SECTION 11: BOARD / SENIOR MANAGEMENT OVERSIGHT

11.1 Accountability (Mandatory)

• Overall accountable executive:
• Role:

11.2 Oversight Structure

Describe:

• governance structure overseeing implementation
• committees or forums responsible
• escalation mechanisms

11.3 Reporting

Specify:

• reporting frequency (e.g. weekly, monthly)
• recipients (Board, Board Committee, Senior Management)
• type of reporting (progress, risk, issues)

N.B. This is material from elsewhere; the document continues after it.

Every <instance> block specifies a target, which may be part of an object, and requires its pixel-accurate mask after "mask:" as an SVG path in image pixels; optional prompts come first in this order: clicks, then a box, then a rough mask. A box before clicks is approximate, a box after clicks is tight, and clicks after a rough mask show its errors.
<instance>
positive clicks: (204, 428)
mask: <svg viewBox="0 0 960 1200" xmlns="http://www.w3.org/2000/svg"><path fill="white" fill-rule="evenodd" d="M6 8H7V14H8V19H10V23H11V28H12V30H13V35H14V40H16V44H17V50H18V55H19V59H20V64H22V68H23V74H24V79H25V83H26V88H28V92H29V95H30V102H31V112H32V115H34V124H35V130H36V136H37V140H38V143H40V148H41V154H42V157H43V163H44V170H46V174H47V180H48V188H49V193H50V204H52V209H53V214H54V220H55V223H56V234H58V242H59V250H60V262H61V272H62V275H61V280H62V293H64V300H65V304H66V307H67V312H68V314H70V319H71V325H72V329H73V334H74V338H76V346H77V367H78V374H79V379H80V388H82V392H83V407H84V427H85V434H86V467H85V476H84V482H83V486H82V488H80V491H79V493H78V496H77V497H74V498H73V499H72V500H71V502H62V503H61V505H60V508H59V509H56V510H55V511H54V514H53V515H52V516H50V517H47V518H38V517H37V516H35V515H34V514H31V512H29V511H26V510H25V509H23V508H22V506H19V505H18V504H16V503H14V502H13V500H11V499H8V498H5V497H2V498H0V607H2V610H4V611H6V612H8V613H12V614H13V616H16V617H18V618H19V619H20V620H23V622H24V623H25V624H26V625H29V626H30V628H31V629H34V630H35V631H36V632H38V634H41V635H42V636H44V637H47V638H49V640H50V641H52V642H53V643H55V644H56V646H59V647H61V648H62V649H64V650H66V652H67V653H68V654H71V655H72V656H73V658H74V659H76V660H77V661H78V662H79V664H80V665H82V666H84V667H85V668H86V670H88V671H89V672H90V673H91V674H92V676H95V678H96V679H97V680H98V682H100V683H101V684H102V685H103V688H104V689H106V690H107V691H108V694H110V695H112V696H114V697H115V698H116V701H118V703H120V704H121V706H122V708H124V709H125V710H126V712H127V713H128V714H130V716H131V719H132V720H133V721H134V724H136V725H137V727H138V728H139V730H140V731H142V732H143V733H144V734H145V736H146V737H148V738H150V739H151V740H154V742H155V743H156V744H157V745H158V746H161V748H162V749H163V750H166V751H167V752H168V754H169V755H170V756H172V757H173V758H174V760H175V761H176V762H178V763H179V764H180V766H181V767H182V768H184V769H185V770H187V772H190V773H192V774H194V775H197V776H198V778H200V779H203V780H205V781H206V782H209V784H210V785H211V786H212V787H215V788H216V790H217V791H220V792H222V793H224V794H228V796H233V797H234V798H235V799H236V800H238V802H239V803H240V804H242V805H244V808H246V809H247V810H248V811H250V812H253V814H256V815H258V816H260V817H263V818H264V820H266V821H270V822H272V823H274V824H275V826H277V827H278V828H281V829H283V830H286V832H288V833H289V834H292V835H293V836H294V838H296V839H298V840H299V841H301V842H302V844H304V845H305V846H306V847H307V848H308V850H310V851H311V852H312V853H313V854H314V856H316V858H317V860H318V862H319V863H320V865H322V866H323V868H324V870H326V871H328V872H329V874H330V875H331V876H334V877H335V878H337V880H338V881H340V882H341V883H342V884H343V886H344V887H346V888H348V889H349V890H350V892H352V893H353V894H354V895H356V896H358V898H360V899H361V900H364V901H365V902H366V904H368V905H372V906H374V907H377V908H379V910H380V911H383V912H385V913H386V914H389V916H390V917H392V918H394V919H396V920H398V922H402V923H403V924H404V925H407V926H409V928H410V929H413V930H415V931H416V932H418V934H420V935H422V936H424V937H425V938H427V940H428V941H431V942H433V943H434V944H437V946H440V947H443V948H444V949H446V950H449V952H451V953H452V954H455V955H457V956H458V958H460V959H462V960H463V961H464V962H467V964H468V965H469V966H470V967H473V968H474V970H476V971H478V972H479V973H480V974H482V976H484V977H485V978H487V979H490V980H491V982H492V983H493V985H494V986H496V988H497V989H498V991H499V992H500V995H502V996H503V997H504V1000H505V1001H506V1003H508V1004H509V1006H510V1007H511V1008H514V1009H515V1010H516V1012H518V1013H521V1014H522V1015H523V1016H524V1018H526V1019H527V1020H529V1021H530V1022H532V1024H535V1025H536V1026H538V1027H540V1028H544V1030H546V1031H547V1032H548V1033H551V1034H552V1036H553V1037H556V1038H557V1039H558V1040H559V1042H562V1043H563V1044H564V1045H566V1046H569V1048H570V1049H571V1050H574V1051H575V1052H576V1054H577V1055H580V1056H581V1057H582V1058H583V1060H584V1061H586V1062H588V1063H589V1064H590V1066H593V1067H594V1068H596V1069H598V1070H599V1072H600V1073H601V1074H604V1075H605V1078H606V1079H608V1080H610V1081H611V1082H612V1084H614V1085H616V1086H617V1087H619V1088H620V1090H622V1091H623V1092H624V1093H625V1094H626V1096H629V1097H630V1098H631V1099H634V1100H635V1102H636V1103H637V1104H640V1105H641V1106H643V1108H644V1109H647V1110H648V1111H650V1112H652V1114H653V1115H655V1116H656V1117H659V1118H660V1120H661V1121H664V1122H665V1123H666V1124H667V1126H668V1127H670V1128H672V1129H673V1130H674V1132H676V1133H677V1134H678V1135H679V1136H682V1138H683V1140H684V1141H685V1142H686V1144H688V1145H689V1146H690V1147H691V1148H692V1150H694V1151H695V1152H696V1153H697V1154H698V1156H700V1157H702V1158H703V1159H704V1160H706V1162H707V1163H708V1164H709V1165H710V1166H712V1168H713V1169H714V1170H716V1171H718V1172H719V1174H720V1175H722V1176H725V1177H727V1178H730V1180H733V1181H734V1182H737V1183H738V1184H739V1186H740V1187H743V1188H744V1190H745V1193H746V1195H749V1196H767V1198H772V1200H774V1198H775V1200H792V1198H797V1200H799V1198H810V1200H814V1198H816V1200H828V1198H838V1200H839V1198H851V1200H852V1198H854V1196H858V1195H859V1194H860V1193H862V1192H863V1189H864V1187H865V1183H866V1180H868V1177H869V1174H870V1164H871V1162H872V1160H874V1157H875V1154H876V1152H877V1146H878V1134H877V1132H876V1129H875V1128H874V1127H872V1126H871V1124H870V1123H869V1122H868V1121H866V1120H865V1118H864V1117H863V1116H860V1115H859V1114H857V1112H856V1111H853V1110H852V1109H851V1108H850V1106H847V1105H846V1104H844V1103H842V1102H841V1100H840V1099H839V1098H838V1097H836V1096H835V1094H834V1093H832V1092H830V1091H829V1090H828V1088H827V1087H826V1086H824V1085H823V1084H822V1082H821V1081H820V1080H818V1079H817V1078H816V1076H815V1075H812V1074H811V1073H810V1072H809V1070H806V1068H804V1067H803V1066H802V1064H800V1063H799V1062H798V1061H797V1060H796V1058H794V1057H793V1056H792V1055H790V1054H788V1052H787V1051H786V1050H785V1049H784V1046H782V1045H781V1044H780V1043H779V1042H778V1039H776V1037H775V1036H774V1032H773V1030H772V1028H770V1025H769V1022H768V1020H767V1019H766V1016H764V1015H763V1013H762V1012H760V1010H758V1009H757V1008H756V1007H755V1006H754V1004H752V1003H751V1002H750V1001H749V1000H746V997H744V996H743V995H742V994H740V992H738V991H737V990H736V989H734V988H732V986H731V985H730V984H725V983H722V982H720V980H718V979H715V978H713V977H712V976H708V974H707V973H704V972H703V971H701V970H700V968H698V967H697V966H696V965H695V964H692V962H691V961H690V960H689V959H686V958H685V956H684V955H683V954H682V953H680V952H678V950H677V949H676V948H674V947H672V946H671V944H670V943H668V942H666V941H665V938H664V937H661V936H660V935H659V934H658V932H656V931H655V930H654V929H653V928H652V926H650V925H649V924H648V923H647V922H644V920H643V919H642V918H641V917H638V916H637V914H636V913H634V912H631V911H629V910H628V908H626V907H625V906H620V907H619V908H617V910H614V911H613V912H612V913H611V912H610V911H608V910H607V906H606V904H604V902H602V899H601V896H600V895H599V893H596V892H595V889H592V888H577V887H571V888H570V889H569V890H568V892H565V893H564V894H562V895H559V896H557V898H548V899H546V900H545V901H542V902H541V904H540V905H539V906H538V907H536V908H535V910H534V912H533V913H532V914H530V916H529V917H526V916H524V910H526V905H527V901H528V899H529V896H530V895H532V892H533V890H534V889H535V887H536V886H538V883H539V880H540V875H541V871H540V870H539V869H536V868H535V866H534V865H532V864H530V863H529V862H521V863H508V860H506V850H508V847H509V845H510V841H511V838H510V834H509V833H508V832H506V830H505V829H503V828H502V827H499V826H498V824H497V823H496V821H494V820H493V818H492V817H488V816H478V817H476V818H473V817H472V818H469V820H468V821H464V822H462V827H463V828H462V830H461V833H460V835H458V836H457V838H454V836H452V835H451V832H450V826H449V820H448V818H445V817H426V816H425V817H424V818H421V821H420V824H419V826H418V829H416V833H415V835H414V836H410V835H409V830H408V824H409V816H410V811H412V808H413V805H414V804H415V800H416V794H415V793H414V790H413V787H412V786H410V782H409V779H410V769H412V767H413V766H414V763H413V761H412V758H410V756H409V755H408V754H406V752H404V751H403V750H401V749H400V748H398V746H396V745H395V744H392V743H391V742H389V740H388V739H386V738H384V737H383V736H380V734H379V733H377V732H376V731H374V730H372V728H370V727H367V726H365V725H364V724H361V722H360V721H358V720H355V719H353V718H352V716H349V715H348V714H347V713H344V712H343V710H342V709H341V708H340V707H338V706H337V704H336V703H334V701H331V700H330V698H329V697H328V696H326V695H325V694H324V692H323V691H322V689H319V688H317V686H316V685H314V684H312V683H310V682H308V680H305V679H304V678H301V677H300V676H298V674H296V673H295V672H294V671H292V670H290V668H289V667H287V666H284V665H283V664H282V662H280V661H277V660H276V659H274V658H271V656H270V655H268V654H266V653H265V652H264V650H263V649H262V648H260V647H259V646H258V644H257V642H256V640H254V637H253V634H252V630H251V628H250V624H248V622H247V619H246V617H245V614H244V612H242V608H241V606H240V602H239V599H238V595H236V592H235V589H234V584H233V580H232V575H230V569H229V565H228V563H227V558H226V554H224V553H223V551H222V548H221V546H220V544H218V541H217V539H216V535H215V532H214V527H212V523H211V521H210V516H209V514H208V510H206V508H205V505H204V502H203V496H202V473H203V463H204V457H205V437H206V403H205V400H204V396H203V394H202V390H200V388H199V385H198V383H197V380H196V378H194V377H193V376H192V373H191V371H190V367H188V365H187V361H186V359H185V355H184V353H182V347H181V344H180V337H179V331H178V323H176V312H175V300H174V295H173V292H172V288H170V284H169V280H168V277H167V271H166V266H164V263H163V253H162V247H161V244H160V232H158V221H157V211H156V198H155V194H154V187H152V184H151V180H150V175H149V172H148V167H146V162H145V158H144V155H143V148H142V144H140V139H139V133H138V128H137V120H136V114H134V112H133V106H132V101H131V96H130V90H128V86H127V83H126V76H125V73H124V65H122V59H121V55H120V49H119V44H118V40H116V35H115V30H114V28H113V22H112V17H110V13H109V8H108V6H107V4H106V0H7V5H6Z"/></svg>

Implementation plans must be subject to active oversight by senior management and/or the Board.

Guidance for Completion

• Accountability should be assigned to a named senior individual.
• Oversight structures should reflect actual governance forums, not theoretical constructs.
• Reporting should include:
  • frequency
  • recipients
  • content (progress, risks, issues)

SECTION 12: DECLARATION

We confirm that this implementation plan:

• covers all requirements of the Baseline Standards
• is achievable within the stated timelines
• reflects the institution's actual implementation strategy
• has been reviewed and approved by senior management

Authorisation

• Name:
• Role:
• Signature:
• Date:

The Central Bank may take supervisory action where information provided is found to be inaccurate, incomplete, or misleading.

Guidance for Completion

• Declaration must be signed by an appropriate senior officer.
• Submission implies that:
  • the plan has been reviewed
  • the plan is deliverable
  • the institution accepts accountability

This template should be read together with the Baseline Standards and the Guidance Note on the Implementation of the Baseline Standards. The Guidance Note provides clarification and does not replace or supersede the requirements set out in the Baseline Standards.